I honestly think that’s pretty irrelevant since the data are purely produced through non-reproducible intuited or verbally justified parameter estimates, so intentionality is completely opaque to readers, which is really the bigger core problem with the exercise.
Okay, we have a more fundamental disagreement than I previously realized. Can you tell me which step of the following argument you disagree with:
It’s important to forecast AGI timelines.
In order to forecast AGI timelines while taking into account all significantly relevant factors, one needs to use intuitive estimations for several important parameters.
Despite (2), it’s important to try anyways and make the results public to (a) advance the state of public understanding of AGI timelines and (b) make our reasoning for our timelines more transparent than if we gave a vague justification with no model.
Therefore, it’s a good and important thing to make and publish models like ours
I have nothing against publishing models like this! I think the focus should be on modeling assumptions like super-exponentiality and treated as modeling exercises first-and-foremost. Assumptions that highly constrain the model should be first and foremost rather than absent from publicly facing write-ups and only in appendices. Perturbation tests should be conducted and publicly shown. It is true that I don’t think this represents high-quality quantitative work, but that doesn’t mean I don’t think any of it is relevant, even if I think the presentation does not demonstrate a good sense of responsibility. The hype and advertising-ness of the presentation is consistent, and while I have been trying to avoid particular comment thereon, it is a constant weight hanging over the discussion. Publication of a model and breathless speculation are not the same, and I really do not want to litigate the speculative aspects but they are the main thing everyone is talking about including in the New York Times.

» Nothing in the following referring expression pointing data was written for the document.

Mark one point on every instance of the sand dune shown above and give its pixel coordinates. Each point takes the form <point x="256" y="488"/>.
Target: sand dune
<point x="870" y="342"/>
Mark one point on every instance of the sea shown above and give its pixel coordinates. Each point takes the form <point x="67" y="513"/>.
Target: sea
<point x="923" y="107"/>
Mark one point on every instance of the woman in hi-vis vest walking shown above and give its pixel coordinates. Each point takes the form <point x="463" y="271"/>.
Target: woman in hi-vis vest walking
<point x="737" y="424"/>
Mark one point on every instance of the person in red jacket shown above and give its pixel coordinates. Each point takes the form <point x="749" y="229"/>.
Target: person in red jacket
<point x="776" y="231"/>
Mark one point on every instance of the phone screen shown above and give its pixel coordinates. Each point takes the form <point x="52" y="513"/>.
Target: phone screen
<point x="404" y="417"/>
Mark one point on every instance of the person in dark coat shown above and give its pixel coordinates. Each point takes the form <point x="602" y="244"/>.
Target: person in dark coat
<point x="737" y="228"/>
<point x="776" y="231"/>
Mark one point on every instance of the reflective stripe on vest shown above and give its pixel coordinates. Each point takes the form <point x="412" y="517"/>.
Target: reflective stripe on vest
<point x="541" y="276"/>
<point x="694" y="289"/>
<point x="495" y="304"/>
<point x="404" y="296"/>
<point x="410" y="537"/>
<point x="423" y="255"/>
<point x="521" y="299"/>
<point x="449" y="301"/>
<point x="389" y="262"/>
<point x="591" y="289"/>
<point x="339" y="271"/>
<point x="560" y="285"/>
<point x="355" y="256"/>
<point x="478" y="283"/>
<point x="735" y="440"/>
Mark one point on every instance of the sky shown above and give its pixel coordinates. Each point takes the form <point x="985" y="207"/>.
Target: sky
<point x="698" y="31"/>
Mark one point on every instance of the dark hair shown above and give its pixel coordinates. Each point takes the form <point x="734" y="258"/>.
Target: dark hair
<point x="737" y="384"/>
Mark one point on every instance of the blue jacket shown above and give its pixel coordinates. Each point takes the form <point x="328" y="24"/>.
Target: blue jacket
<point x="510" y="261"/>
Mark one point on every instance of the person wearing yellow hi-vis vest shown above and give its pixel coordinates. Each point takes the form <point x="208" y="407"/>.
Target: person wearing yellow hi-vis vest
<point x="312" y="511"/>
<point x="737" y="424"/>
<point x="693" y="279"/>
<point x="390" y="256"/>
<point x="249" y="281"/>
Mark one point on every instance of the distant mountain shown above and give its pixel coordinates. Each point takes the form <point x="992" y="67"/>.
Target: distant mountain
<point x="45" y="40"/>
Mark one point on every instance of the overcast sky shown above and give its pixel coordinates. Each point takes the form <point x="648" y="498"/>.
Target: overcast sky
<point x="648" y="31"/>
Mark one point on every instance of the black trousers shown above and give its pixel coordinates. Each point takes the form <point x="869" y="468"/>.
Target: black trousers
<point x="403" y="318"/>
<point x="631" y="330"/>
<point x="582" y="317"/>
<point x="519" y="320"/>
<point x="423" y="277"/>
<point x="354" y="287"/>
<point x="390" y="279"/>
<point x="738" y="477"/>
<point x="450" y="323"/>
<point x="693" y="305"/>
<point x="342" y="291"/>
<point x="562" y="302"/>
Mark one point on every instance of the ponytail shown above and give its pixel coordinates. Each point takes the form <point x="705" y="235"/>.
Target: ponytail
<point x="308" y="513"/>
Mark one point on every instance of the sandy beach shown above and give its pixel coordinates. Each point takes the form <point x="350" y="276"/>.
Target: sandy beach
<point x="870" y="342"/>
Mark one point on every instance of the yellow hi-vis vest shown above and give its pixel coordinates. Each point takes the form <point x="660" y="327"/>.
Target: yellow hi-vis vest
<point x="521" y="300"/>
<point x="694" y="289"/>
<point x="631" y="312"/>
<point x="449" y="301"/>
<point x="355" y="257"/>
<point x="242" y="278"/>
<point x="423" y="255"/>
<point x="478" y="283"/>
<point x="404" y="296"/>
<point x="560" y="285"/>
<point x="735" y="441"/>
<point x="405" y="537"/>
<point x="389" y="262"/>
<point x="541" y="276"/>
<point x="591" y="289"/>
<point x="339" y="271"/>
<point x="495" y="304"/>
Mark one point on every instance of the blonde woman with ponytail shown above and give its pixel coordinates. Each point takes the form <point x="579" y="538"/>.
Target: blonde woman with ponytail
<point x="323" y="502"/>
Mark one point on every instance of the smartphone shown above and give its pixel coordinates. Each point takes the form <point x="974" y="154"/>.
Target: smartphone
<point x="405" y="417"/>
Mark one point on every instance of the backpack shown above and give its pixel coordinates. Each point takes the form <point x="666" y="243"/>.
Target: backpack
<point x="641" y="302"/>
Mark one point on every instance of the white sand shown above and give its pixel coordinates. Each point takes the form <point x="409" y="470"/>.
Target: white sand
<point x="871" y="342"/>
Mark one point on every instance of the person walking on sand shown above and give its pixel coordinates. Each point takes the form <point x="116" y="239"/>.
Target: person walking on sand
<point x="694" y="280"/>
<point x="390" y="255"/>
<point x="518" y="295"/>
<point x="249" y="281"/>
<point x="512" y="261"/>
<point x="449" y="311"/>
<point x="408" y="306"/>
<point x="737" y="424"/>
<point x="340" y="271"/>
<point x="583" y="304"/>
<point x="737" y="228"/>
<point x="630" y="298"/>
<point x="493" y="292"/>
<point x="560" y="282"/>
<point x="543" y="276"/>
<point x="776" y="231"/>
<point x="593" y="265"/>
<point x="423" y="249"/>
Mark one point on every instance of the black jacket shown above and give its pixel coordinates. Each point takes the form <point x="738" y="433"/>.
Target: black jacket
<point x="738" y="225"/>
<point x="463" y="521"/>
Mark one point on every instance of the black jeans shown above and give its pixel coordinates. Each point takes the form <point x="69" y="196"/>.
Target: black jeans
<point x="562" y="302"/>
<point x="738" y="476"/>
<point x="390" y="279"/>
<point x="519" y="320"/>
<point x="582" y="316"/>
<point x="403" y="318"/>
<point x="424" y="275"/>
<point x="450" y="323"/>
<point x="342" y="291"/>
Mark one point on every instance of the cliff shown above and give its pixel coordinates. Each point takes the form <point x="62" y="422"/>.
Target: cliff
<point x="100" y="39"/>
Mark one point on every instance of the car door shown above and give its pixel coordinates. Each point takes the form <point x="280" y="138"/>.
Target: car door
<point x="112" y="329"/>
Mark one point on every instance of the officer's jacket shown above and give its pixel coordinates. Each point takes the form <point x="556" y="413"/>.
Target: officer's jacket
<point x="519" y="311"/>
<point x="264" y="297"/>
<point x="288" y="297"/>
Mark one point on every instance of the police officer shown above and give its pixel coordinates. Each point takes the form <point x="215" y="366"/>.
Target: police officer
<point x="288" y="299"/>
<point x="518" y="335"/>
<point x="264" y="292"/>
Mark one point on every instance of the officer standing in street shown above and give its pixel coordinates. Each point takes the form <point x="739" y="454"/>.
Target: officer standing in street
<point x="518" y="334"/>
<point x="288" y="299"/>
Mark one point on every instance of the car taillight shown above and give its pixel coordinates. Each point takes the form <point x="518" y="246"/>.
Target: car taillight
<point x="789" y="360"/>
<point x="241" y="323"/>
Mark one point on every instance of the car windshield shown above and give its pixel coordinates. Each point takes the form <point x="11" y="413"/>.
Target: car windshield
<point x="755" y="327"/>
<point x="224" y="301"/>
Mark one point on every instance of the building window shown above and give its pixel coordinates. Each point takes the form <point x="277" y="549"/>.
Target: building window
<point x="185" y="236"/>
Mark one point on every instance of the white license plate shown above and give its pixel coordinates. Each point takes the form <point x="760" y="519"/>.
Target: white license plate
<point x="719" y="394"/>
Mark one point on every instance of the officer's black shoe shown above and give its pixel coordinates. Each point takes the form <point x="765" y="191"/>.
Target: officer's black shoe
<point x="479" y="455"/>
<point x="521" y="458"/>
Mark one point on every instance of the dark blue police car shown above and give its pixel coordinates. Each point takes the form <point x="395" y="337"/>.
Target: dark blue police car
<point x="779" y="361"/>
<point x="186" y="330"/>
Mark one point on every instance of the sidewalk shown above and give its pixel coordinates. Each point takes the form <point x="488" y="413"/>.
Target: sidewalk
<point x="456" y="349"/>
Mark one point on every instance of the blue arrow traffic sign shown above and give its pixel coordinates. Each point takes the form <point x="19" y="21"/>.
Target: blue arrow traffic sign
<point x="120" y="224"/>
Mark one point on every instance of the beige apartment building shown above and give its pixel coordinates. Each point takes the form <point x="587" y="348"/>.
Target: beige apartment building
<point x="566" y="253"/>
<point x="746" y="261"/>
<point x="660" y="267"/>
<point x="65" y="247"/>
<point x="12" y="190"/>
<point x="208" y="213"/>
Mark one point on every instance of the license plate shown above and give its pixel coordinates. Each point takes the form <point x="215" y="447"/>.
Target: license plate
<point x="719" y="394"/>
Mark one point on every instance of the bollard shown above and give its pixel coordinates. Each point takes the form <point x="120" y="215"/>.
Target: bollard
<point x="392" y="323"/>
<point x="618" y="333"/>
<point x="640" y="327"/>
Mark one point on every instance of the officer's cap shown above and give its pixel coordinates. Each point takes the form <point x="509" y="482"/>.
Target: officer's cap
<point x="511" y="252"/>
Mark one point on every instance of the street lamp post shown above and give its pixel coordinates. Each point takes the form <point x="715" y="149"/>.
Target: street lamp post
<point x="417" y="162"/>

I think this is not true, but I don’t think it is worth litigating separately from the research progress super-exponential factor which is also modeled as already happening. so it is easeir (though I don’t think easy) to defend both individually based on small potatoes evidence of a speedup, but I can’t imagine how both could be defended at once, so that has to come first so we don’t double count evidence.
I don’t understand why you think we shouldn’t account for research progress speedups due to AI systems on the way to superhuman coder. And this is clearly a separate dynamic from the trend being possibly superexopnential without these speedups taken into account (which, again, we already see some empirical evidence for this possibility). I’d appreciate if you made object-level arguments against one or both of these factors being included.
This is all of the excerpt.